What is SOX Compliance?
Introduced in 2002, in response to a number of corporate scandals including those involving Enron, Tyco International, and WorldCom, the Sarbanes-Oxley (SOX) Act takes its name from Paul Sarbanes and Michael Oxley, the congressmen who drafted it, and set out new standards to help make financial reporting more transparent in order to protect investors.
The SOX Act works by placing a clear divide between the auditing function and accounting firms to ensure financial reporting is not falsified or misrepresented like in the cases mentioned above. As a result, SOX compliance is now a legal requirement for all publicly-traded companies, domestic and foreign, that do business in the United States.
Achieving SOX compliance
In order to achieve SOX compliance, companies must conduct an annual audit to confirm the integrity of their data handling and financial statements, and then file it with the SEC. Responsibility for the accuracy of these statements and meeting the submission deadlines rests with the CEO and CFO respectively.
What is a SOX audit?
A SOX audit provides an annual assessment on how well a company manages internal controls. Primarily, this ensures that financial statements are accurate and authentic, and the audit report is also made public for shareholders. This exercise must be carried out by external auditors to avoid any conflict of interests, and penalties for non-compliance include fines, delisting from stock exchanges, and invalidation of insurance policies.
Benefits of SOX compliance
However, that doesn’t mean SOX compliance should be viewed purely in punitive terms. Meeting the obligations set out in the SOX Act is also good business practice because it helps safeguard sensitive data from internal threats, external cyber-attacks, and security breaches.
As result of SOX compliance many businesses report the following benefits:
- Stronger controls
- Improved documentation
- More involvement from the audit committee
- Convergence opportunities
- Standardised processes
- Less complexity
- Reduction in human error.
SOX compliance implications for IT
SOX compliance also has major implications for IT departments because of its intense focus on financial data security and ensuring the availability of financial records. In order to comply, IT departments must:
- Maintain transparent financial data security practices
- Be aware of all privilege access policies
- Understand current log management standards for all financial records
- Continuously improve security risk remediation processes
- Aspire towards incorruptible and continuous reliability of all financial data.
SOX compliance challenges
Although SOX compliance is the catalyst for improved reporting and data security, it isn’t without challenges.
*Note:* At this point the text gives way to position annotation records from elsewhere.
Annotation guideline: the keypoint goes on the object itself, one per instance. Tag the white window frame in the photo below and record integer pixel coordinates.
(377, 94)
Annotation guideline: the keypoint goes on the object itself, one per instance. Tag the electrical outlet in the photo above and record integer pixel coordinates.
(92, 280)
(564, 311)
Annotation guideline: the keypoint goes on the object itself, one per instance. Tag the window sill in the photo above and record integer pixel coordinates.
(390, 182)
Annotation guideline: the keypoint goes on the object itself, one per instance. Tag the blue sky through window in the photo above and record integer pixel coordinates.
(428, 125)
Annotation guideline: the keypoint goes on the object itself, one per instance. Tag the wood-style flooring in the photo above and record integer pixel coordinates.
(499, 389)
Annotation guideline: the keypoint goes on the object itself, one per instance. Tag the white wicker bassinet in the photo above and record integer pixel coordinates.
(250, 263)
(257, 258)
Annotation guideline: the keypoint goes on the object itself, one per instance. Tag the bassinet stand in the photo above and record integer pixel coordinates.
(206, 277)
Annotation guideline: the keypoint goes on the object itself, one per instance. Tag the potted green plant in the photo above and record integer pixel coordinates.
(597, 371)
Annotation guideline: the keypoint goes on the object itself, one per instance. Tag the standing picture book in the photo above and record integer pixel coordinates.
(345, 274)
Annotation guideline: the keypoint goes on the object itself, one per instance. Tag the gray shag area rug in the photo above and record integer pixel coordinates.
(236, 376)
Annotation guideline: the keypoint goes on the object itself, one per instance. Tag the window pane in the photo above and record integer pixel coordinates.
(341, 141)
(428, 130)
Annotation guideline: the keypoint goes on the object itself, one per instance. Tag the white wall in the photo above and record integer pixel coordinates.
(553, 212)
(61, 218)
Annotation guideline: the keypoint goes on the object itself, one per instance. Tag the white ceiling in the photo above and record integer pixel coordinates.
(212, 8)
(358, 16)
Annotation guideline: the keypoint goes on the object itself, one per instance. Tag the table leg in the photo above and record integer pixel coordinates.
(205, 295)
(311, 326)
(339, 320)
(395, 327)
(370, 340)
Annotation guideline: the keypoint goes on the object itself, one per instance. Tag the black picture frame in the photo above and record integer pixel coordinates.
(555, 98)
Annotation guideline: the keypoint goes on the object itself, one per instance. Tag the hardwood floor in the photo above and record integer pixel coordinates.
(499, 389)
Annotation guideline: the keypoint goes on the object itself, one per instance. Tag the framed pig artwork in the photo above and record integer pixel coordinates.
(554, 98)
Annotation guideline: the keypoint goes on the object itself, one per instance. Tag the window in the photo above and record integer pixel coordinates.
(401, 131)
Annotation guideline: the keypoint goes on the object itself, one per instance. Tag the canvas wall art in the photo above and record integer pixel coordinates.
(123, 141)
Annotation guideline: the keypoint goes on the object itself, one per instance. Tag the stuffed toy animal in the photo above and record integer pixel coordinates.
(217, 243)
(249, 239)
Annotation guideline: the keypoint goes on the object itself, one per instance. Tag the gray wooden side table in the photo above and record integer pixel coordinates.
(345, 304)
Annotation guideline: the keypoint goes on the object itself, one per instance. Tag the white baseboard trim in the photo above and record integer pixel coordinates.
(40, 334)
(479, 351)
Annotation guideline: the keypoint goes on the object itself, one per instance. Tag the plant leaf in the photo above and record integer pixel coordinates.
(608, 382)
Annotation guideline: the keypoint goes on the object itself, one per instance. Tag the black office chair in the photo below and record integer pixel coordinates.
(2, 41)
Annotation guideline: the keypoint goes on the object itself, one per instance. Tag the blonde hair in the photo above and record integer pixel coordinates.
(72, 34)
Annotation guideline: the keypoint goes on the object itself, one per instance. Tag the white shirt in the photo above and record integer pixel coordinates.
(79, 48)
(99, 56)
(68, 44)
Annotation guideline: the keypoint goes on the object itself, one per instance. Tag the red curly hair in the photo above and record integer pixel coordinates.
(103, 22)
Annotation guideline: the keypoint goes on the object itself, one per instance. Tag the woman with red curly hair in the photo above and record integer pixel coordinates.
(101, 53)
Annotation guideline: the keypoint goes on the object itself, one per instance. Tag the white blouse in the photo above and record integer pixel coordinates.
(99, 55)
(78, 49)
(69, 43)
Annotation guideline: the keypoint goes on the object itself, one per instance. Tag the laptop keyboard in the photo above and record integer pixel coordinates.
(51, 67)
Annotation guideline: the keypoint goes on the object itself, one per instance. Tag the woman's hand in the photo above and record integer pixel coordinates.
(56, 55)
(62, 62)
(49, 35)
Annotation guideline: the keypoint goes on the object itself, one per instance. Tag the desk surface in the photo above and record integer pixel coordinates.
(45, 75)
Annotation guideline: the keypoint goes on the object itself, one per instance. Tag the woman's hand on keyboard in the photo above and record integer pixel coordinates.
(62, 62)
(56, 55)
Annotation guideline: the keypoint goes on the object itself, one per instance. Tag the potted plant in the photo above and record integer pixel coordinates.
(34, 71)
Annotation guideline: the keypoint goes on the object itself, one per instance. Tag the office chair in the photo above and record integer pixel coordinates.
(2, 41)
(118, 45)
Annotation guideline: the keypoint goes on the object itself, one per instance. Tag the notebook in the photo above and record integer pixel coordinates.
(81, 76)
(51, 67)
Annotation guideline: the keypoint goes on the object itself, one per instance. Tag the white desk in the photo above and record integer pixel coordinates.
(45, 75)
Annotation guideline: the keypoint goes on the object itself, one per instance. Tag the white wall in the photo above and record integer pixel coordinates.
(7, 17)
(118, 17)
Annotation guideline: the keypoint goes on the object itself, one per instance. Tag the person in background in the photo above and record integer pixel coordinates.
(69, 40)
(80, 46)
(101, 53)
Organisations often cite spread-sheet and end-user issues along with the cost of remaining compliant as challenges that they face when meeting their legal obligations.
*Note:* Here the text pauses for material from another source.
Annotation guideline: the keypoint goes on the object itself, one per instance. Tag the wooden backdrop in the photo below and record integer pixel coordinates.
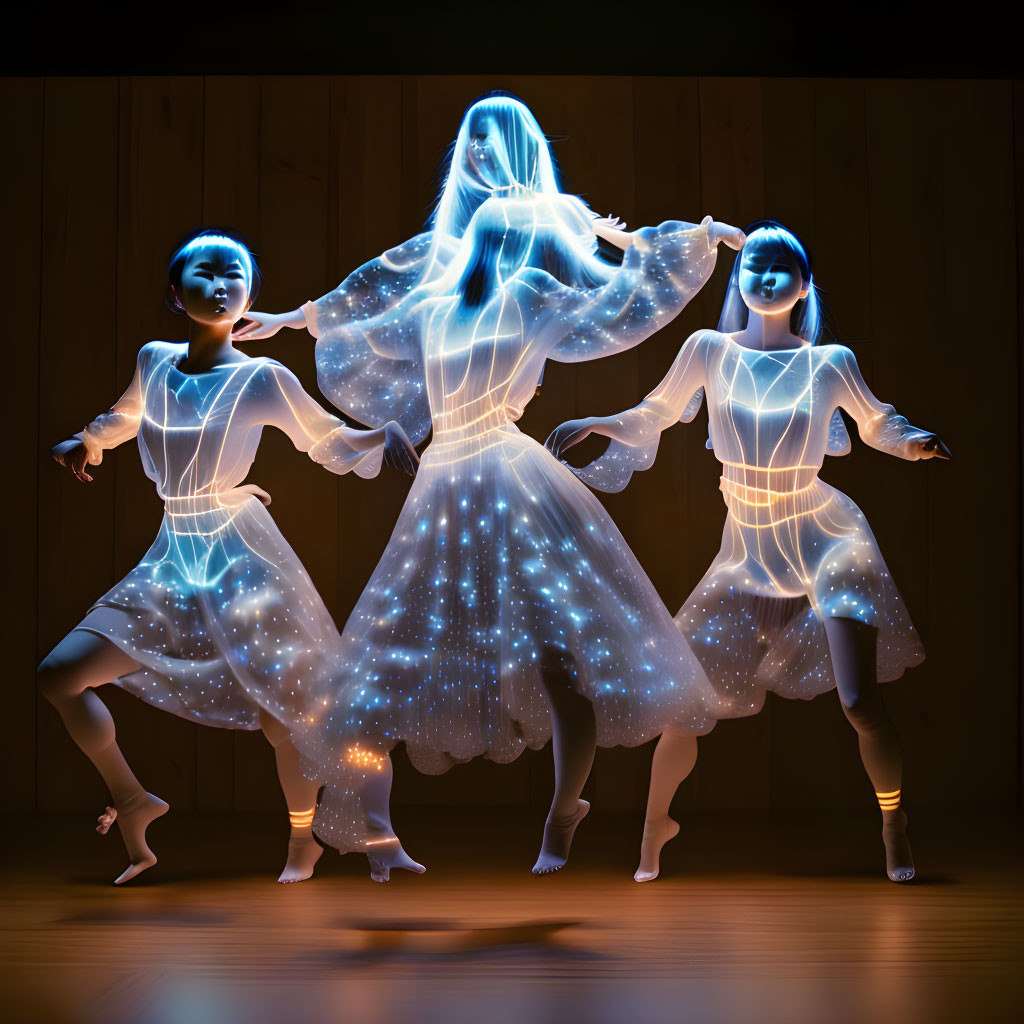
(907, 193)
However, since the SOX Act was passed, a number of frameworks have emerged to help organisations to manage their responsibilities, including:
- The Committee of Sponsoring Organizations of the Treadway Commission (COSO): COSO has established a common internal control model as benchmark for the evaluation of control systems.
- Control Objectives for Information and Related Technologies (COBIT): COBIT defines a set of generic processes for IT management
- The Information Technology Governance Institute (ITGI): This framework uses COBIT and COSO, but focuses on security rather than general compliance.
Jobs in SOX Compliance
Achieving SOX compliance is a cross-departmental process involving many different people, including: compliance managers, compliance officers, internal auditors, IT auditors, financial analysts, risk management specialists, and lawyers. Working together, they ensure that all regulatory requirements are met and that any associated business benefits are maximised.